What makes UP42 different from other companies you’ve worked with?
There’s this book called “Crossing the Chasm” by Geoffrey Moore. It’s a B2C book, but you can adapt it to B2B. The idea is that there’s always a chasm you must cross to have a successful product with mass market adoption. The context in B2B is different, but you still have two mountains, side by side, and you need to jump over this gap. We are trying to appeal to innovators, people who stand out with new ways of doing things.
Before Google Maps, maps were a very niche thing that only certain companies needed, such as car navigation systems. Google made maps available for everyone. Any restaurant or shop is now on Google Maps to say, “hey, we’re here, come visit us.” Something that is very niche is now suddenly available to everyone.
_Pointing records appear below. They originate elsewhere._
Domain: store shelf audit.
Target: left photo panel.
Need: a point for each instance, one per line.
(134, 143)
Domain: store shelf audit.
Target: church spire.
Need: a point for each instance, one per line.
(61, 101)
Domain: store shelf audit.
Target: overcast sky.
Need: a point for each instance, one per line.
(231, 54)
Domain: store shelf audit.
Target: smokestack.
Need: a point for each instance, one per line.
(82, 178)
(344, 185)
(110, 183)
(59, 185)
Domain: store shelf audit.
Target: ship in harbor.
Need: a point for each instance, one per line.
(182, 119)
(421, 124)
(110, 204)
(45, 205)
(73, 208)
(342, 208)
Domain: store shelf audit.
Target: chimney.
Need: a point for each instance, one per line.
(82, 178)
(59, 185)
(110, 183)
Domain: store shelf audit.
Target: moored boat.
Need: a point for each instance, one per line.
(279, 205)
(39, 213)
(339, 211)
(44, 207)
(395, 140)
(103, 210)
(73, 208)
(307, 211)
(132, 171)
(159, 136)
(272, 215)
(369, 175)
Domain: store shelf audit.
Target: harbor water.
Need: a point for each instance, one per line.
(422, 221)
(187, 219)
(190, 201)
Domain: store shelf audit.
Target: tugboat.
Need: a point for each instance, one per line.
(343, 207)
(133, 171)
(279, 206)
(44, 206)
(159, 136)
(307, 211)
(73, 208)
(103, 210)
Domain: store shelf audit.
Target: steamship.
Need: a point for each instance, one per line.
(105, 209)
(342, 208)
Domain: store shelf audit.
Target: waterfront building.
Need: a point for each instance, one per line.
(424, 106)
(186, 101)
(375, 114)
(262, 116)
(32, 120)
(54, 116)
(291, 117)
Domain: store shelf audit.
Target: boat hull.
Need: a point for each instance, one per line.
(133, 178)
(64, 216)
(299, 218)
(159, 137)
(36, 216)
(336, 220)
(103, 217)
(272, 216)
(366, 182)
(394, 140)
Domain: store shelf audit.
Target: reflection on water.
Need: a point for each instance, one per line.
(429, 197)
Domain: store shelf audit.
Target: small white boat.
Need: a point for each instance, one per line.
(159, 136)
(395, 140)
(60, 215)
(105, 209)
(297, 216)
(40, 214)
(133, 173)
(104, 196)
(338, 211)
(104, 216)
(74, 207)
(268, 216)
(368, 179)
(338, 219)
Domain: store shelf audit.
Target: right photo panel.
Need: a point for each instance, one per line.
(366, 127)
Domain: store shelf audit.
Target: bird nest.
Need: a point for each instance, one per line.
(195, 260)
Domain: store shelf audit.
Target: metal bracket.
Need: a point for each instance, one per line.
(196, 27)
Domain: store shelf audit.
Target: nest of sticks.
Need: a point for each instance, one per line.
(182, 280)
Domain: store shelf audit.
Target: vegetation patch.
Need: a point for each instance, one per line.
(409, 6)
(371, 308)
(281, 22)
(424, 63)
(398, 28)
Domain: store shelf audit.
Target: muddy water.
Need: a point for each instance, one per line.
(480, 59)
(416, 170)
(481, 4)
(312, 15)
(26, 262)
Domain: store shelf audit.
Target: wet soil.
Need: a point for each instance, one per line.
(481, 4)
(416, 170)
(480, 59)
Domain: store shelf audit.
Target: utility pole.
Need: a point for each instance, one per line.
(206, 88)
This is also what I’m trying to do through my articles or when I interact with developers. You have to be “fresh” and write well-researched things that are not available anywhere else.
It’s certainly much more interesting than e-commerce. There are many ideas with a real impact on the planet. One time I was asked, “What makes you different from any mapping software?” I said that we always give developers a choice.
So what about your childhood dream of becoming an electrical engineer?
Well, I’m working on building a solar installation by myself – an autonomous energy system, because the energy situation is not going to improve. And since I currently work with satellites, it helps me understand things like angles of incidence, orientation, azimuth, etc. I am finally almost finished, after testing panels, batteries and inverter for two weeks. Being familiar with electricity matters also helps. I still like to build things with my dad, but we usually have a different approach: sometimes my ideas win, sometimes his ideas win.